The Lady and the Orc by Finley Fenn
3.0
adventurous dark emotional tense medium-paced
Plot or Character Driven: A mix
Strong character development: Complicated
Loveable characters: Complicated
Diverse cast of characters: Yes
Flaws of characters a main focus: No

The The Lady and the Orc introduced readers to the Orc Sworn series, by Finle Fenn. We follow Lady Jule Norr, and Grimarr, an orc of high status as they meet and fall in love, providing a HEA. However, all's not well that ends well in this case. The backstory we're shown that kicks off the world-building of this series (10-ish works within it thus far) is incredibly intriguing although simple at its core: the orcs simply wish to live yet war between orcs and men is commonplace and thus humans are only aware of the worst of the worst where the orcs are concerned.

For Jule, the FMC, we're initially shown that she's a benevolent Lady, and Grimarr, our MMC, affirms that he believes her to be a competent match for him, however, the two seem to suffer from the trope of miscommunication (IE: no one asks genuine questions, everyone makes assumptions and chaos ensues.) I wanted to like Jule and believe in their romance but more often than not, Grimarr's withholding of facts and truth which he stupidly justified, coupled with Jule swinging from incompetent bystander to seemingly all-in on helping the plight of Grimmarr and the orcs was jarring.

The world-building and the various orcs we meet as this book sets up the premise for the series was what kept me reading most of the time. The home and culture that the orcs have built for themselves is fascinating and rich; it has a lot of depth and potential to create great stories of love, community, and thriving growth.

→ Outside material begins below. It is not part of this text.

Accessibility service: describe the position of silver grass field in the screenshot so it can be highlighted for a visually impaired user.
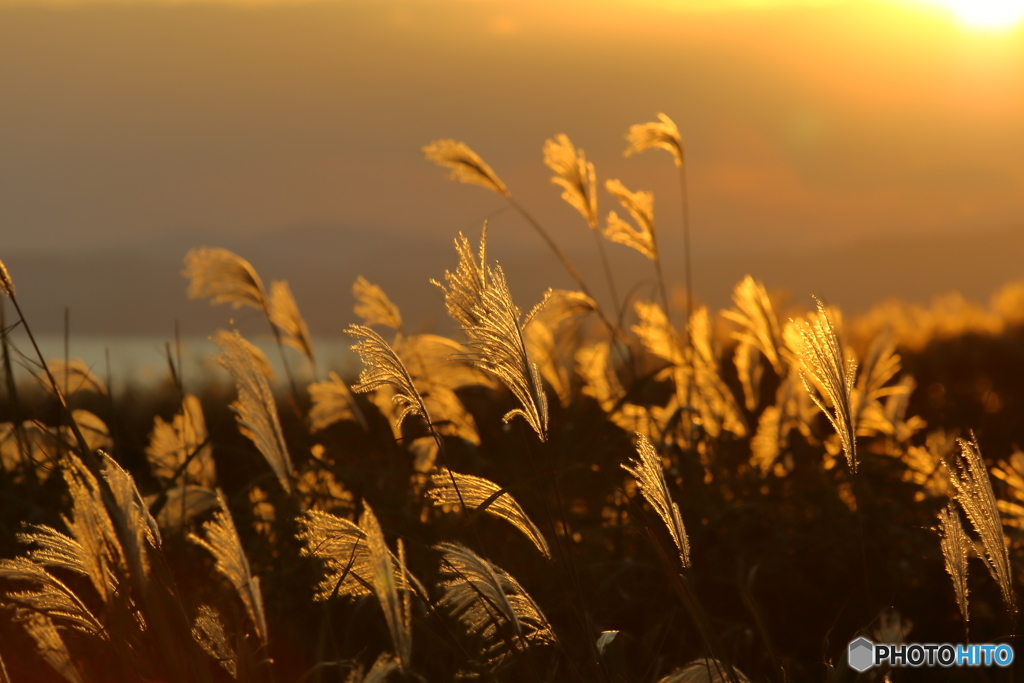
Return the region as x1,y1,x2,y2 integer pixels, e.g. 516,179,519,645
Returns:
2,115,1024,682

However, the author's overuse of phrases like 'woman' instead of addressing Jule by name, or terming anything anatomically connected to an orc as 'orc body', orc face', etc. was incredibly frustrating (we know, he's an orc, thus his parts are all 'orc parts', you do not need to keep telling us this.) This overuse of certain phrases and the use em dashes which were - everywhere - kept me frustrated.

Meanwhile, constant statements from Jule's perspective about how scary and horrid the orcs are, even while she engages in copious sexual acts with one (and although waffles about it, indeed falls in love with one) constantly pulled me out of the story and had me wanting to chuck my Kindle across the room. Finally, its cheap ending of
betrayal in the last moments, the FMC needing to be saved even if she does also sort of save herself
was a letdown. The fact that over and over, Grimarr was expected to apologize,  must beat himself up, grovel, and beg while reading Jule's mind, and forsake his own culture and people (literally all of the orcs) while the reader and Grimmarr should just ignore Jule's poor behavior (classism, racism, lies and attempts to manipulate the MMC) in a shallow tit for tat game.

I do want to check out the next work in this series - a short available via the author's website, as the premise and worldbuilding, along with the orcs themselves, are captivating enough for me to give these moderately quick reads further chances to draw me it.

CW: This book contains explicit adult themes, open-door 3-5 chili-pepper spice, and overarching talk of war and violence as well as misogyny and emotional manipulation.